Cyber Security Insurance is Gaining Ground
The massive, well-publicized cyber attacks on Target, Sony, Anthem and others are spurring demand for cybersecurity insurance. Last year, U.S. companies paid an estimated $2 billion in cybersecurity premiums, up 65 percent from 2013, according to the Washington Post.
That’s a good thing. These insurance policies help lower the risk of operating in today’s hyper-connected environment.
But cybersecurity insurance isn’t a panacea. Just as having medical insurance doesn’t mean you should take up extreme sports without prior training, having a cybersecurity insurance policy doesn’t mean you can leave your organization’s networks and systems unprotected. Medical insurance is an important part of your overall strategy for staying healthy, but it’s only a part. Similarly, cybersecurity insurance should be one element of your overall strategy for keeping your systems safe.
Cybersecurity insurance generally covers both first-party damages — financial losses suffered by the organization holding the policy — and those of third parties, meaning liability for damages to customers, partners and others. Damages typically covered include data breaches, network damage, loss of digital assets, equipment damage and some revenue loss.
Not A Panacea
But cyber security insurance has its limits. Not generally covered are such important factors as reputational loss, business downturns, theft of intellectual property and customer data. Also, most policies top out coverage at about $300,000. That’s a far cry from what a data breach can actually cost — up to $9.4 million over 24 months, estimates Experian.
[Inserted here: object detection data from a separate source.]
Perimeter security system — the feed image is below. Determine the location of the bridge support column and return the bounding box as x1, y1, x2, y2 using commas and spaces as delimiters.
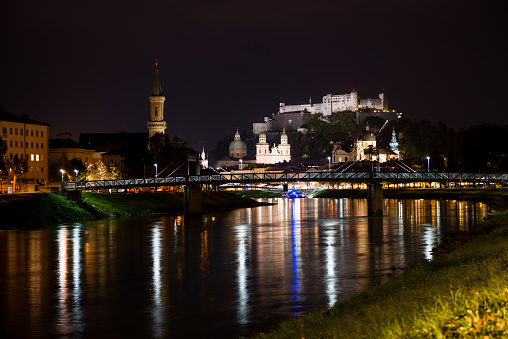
367, 182, 383, 217
183, 185, 203, 214
282, 182, 289, 193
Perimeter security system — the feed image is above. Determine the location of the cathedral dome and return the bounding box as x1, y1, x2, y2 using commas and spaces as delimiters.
362, 131, 376, 141
362, 124, 376, 142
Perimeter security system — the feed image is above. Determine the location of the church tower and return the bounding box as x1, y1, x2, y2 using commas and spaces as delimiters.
279, 127, 291, 161
147, 60, 167, 138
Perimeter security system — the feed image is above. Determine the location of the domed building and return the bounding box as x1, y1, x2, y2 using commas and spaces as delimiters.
229, 129, 247, 159
256, 128, 291, 164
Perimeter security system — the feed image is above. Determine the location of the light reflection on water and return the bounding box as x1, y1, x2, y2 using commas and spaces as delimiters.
0, 199, 486, 338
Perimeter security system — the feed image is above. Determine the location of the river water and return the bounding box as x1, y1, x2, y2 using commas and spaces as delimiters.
0, 198, 487, 338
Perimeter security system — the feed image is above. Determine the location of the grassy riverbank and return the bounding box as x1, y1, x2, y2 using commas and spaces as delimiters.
0, 192, 268, 229
256, 189, 508, 338
83, 191, 259, 216
0, 193, 91, 229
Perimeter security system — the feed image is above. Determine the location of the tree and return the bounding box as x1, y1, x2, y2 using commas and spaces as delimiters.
49, 153, 86, 181
86, 161, 120, 181
5, 154, 28, 192
149, 133, 197, 175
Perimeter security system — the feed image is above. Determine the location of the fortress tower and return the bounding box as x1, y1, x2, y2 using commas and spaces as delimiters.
147, 60, 167, 138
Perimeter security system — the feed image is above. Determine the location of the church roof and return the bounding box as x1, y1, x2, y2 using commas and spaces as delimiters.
229, 140, 247, 151
0, 111, 49, 126
151, 60, 164, 97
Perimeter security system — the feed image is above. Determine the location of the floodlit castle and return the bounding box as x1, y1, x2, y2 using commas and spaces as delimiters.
256, 128, 291, 164
279, 91, 388, 115
252, 91, 400, 134
332, 125, 402, 164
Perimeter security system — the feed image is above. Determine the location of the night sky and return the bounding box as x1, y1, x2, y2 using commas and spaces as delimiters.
0, 0, 508, 150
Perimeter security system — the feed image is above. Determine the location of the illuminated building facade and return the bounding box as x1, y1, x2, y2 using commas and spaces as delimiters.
0, 113, 49, 183
256, 129, 291, 164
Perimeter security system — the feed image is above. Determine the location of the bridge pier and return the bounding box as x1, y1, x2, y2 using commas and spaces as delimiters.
183, 185, 203, 214
367, 182, 383, 217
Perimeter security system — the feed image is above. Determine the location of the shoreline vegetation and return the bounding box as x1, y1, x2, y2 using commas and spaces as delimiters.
0, 189, 508, 338
247, 189, 508, 338
0, 191, 265, 229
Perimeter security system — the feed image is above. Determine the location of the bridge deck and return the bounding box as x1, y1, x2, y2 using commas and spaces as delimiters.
64, 172, 508, 190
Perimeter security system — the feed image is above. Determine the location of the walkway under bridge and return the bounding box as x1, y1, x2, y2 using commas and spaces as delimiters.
62, 172, 508, 191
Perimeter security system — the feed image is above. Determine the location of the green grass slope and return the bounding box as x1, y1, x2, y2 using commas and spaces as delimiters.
0, 193, 91, 229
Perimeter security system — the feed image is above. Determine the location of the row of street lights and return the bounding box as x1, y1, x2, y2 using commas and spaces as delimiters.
60, 169, 79, 181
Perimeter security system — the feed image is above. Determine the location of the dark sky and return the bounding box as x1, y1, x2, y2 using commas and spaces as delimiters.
0, 0, 508, 150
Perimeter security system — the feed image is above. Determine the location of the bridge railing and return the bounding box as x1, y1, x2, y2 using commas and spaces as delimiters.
64, 172, 508, 190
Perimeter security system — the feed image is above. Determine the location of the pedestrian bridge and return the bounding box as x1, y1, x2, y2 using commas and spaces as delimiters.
62, 172, 508, 191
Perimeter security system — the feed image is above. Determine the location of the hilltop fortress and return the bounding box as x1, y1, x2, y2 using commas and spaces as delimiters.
252, 91, 401, 135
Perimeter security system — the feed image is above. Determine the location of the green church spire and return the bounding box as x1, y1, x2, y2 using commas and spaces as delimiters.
151, 59, 164, 97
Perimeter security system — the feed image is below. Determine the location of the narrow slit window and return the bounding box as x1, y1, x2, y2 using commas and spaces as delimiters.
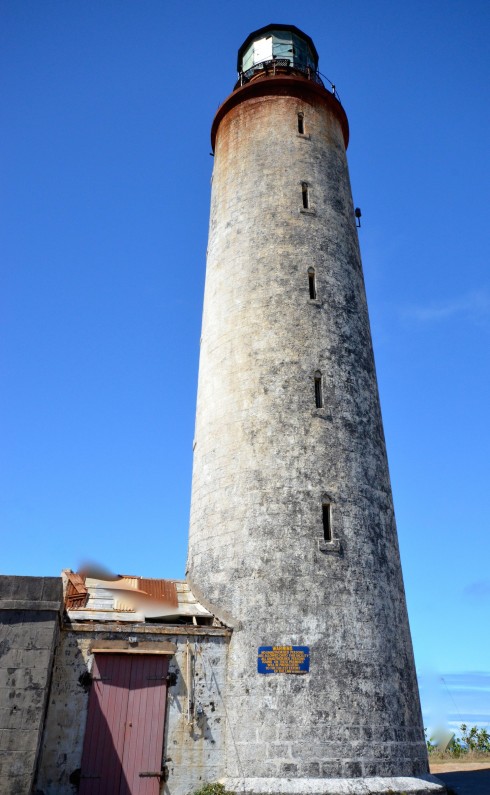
322, 502, 332, 541
315, 370, 323, 409
308, 268, 316, 300
301, 182, 310, 210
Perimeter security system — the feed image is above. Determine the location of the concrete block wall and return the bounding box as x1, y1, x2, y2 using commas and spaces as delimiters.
37, 624, 228, 795
0, 576, 62, 795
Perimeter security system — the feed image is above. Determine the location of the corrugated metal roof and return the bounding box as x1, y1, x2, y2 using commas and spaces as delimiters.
63, 570, 213, 623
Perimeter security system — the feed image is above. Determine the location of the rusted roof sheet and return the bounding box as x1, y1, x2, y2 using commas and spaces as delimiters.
138, 577, 179, 607
65, 571, 88, 610
63, 570, 212, 623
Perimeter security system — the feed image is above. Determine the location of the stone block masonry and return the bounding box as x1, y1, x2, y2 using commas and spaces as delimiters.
0, 576, 62, 795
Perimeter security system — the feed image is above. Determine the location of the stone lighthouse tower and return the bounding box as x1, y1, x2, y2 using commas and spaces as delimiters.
188, 25, 442, 793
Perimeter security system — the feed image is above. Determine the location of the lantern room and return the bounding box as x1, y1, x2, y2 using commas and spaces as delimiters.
237, 25, 318, 83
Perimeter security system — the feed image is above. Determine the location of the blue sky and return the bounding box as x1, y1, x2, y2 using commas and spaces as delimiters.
0, 0, 490, 736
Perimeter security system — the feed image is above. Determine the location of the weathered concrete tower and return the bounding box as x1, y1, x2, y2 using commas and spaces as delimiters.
188, 25, 441, 793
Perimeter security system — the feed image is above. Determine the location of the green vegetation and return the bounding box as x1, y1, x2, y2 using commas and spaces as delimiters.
426, 723, 490, 761
193, 782, 235, 795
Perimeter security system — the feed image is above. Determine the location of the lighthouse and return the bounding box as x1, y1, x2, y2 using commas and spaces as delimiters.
187, 24, 442, 793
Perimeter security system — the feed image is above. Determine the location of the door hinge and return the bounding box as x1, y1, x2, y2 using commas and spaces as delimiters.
139, 765, 168, 781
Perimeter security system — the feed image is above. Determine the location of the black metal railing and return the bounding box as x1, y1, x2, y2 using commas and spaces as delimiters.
235, 58, 340, 102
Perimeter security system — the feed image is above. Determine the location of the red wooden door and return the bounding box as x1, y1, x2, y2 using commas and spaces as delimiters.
80, 654, 168, 795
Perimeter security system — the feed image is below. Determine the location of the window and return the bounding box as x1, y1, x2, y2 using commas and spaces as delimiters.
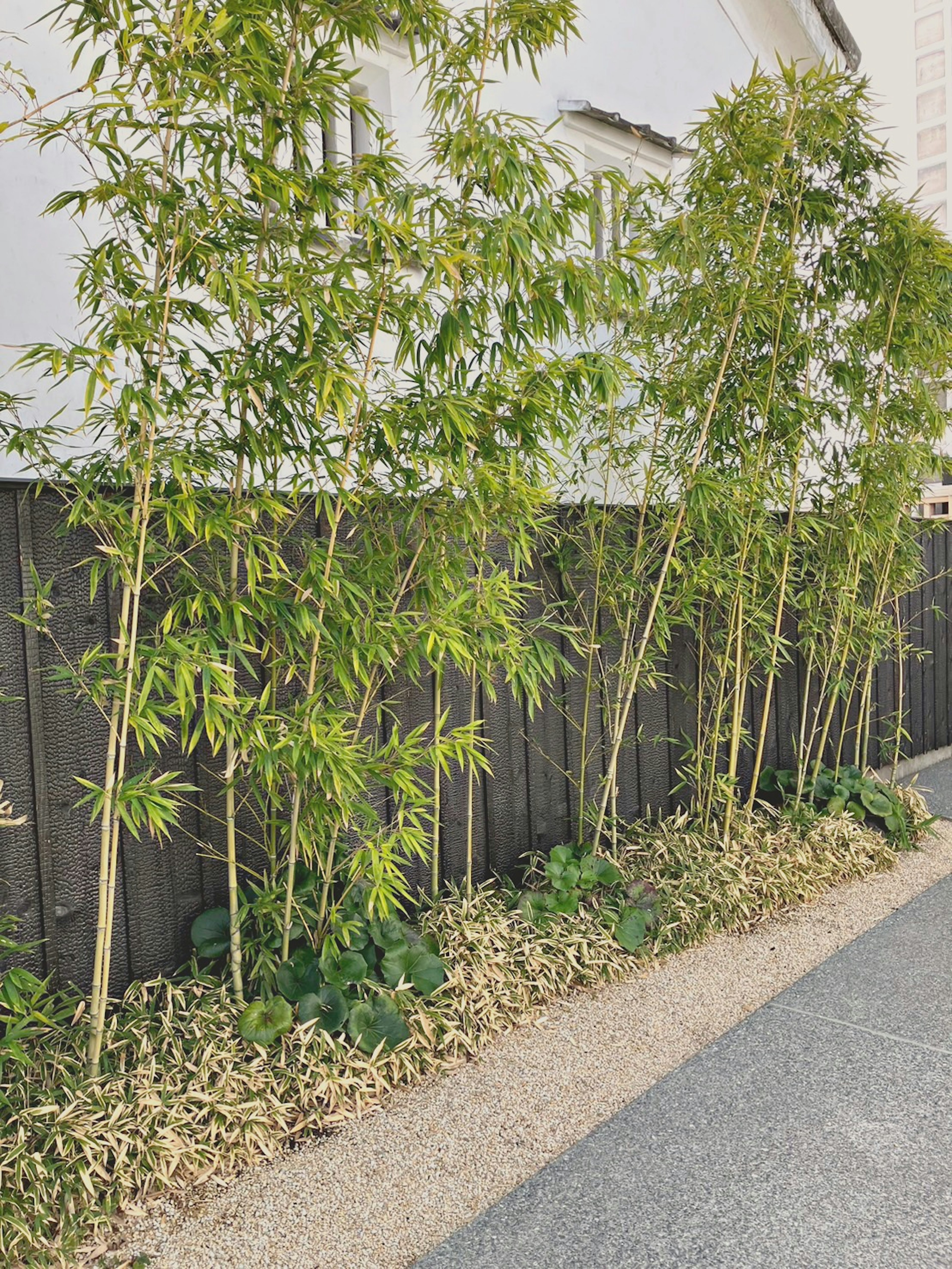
915, 10, 944, 48
915, 86, 946, 123
918, 162, 946, 198
915, 50, 946, 84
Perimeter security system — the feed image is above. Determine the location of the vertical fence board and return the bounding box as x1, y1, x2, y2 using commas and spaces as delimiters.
30, 492, 131, 994
0, 486, 45, 972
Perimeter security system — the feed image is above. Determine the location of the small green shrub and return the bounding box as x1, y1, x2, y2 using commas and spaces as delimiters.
515, 845, 657, 952
0, 806, 924, 1267
0, 914, 75, 1081
758, 767, 935, 850
192, 869, 447, 1053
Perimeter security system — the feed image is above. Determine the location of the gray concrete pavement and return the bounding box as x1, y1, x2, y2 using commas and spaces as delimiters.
915, 758, 952, 820
419, 858, 952, 1269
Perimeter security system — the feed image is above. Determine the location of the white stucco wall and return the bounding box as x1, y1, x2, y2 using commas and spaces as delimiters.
0, 0, 836, 478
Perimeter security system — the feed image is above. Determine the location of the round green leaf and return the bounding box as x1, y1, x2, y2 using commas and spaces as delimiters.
320, 948, 368, 990
546, 860, 579, 889
347, 996, 410, 1053
546, 889, 580, 916
192, 907, 231, 961
859, 789, 892, 817
274, 948, 321, 1000
297, 986, 348, 1032
381, 943, 447, 996
239, 996, 295, 1044
579, 855, 622, 889
371, 916, 406, 952
614, 907, 647, 952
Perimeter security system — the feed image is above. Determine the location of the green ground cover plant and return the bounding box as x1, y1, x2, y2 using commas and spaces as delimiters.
0, 811, 924, 1265
758, 767, 935, 846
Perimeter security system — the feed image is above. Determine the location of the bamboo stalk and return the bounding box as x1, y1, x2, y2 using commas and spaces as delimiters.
430, 653, 443, 898
593, 94, 800, 850
466, 661, 478, 898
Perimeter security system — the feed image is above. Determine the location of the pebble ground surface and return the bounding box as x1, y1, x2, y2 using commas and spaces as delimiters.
112, 821, 952, 1269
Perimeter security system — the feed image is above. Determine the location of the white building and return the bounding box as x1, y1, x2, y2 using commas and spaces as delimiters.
0, 0, 863, 477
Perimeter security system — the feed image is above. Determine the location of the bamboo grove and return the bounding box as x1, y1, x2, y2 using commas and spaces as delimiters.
2, 0, 952, 1075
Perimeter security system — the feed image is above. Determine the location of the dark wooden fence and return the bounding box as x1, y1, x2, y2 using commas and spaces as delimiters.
0, 482, 952, 991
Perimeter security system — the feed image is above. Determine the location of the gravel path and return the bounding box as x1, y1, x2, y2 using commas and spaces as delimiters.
108, 821, 952, 1269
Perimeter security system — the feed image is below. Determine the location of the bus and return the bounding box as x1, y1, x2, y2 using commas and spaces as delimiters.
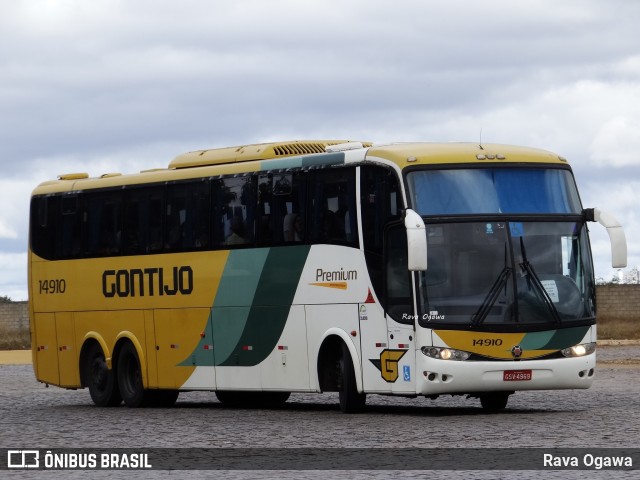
28, 140, 626, 413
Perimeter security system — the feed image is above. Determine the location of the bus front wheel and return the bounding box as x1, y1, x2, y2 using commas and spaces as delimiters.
84, 343, 122, 407
117, 342, 145, 407
337, 344, 367, 413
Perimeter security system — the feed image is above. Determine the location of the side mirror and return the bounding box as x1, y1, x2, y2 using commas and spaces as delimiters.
583, 208, 627, 268
404, 208, 427, 271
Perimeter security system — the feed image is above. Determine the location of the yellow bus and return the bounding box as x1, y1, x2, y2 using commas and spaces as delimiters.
29, 140, 626, 412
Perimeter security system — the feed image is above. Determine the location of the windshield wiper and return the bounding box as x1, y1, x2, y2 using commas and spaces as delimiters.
520, 237, 562, 323
471, 265, 513, 327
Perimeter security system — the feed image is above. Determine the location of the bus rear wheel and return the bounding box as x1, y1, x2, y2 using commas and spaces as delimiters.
117, 342, 145, 407
480, 392, 511, 410
337, 344, 367, 413
84, 343, 122, 407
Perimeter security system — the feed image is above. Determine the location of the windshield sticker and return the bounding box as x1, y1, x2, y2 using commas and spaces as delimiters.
540, 280, 560, 303
509, 222, 524, 237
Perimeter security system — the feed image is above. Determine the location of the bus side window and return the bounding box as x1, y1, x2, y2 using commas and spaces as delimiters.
306, 168, 358, 246
30, 195, 60, 260
85, 191, 122, 257
385, 224, 413, 323
165, 180, 211, 251
360, 165, 403, 304
214, 175, 256, 248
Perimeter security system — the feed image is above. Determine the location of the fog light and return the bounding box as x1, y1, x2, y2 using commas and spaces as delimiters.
562, 342, 596, 357
420, 347, 471, 361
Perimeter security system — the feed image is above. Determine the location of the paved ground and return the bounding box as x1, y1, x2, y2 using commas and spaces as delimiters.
0, 345, 640, 480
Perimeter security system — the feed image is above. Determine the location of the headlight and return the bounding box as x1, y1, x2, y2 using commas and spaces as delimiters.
562, 342, 596, 357
421, 347, 471, 361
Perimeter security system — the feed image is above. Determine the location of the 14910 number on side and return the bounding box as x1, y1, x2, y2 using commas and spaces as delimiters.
38, 278, 67, 295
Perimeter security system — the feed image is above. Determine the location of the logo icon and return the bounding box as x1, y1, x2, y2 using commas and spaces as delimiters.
369, 350, 410, 383
7, 450, 40, 468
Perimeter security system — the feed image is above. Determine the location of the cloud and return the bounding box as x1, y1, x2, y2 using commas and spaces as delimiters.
0, 0, 640, 294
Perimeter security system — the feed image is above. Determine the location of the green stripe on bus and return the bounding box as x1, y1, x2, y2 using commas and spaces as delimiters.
520, 326, 590, 350
219, 245, 310, 366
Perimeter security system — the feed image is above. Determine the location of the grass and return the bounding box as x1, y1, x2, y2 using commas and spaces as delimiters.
598, 316, 640, 340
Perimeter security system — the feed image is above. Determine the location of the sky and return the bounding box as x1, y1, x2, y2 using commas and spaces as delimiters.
0, 0, 640, 300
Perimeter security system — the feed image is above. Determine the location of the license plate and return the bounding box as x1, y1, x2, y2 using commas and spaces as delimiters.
502, 370, 531, 382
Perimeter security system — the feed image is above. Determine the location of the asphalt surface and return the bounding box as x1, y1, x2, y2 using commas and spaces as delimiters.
0, 345, 640, 480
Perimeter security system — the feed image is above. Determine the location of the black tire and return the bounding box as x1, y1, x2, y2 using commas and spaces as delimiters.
117, 342, 146, 407
83, 343, 122, 407
338, 344, 367, 413
480, 392, 511, 410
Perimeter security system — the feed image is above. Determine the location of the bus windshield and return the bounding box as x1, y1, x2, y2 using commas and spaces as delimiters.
418, 221, 594, 329
407, 167, 581, 215
407, 167, 594, 330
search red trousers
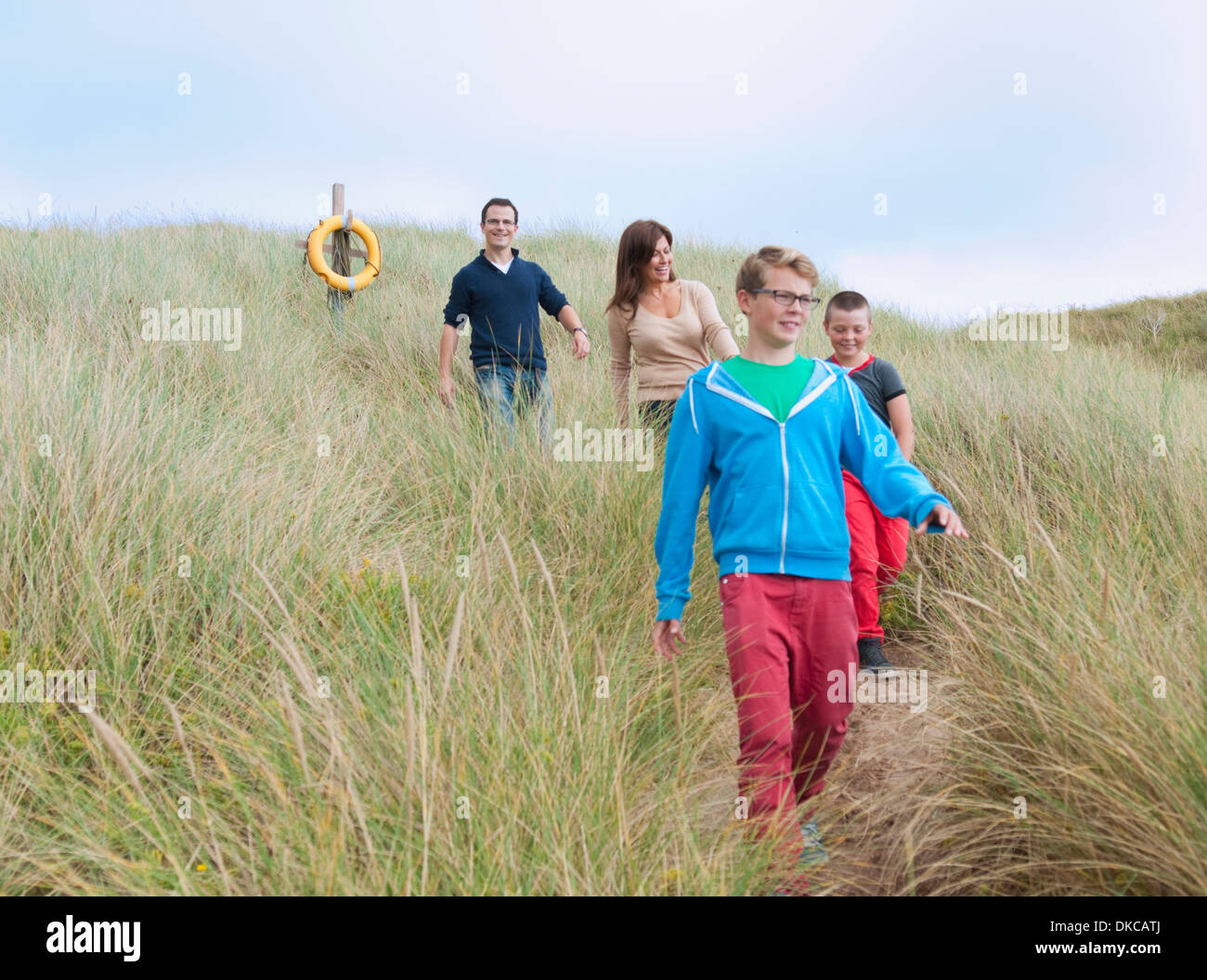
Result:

For example, the simple act of notifying credit-card customers of a breach can cost a bank as much as $500,000. Target’s breach is estimated to have cost the company more than $145 million so far, with the total bill not yet delivered.
There are plenty of cyber insurance options. Some 50 insurers now offer these policies, including such well-known companies as Farmers, Allstate, Chubb and Travelers. Buy a policy and you’ll be in good company. Roughly 40 percent of large U.S. companies currently hold cybersecurity insurance policies, estimates Betterly Risk Consultants. That figure approaches 80 percent in some especially sensitive vertical markets, including retail and healthcare.
Their premiums add up; reducing those premiums isn’t a bad idea. In a survey of more than 9,700 senior business and IT executives worldwide, conducted late last year by audit and consulting firm PricewaterhouseCoopers, just over 35 percent said they’ve taken measures to reduce their security premiums.
As part of a total security strategy, taking out insurance is a good first step. A good next step is installing an advanced solution that integrates data from existing point solutions and correlates data across all network endpoints. Leading managed security solutions are also applying the latest in big data analytics and machine learning to anticipate security breaches before they wreck havoc.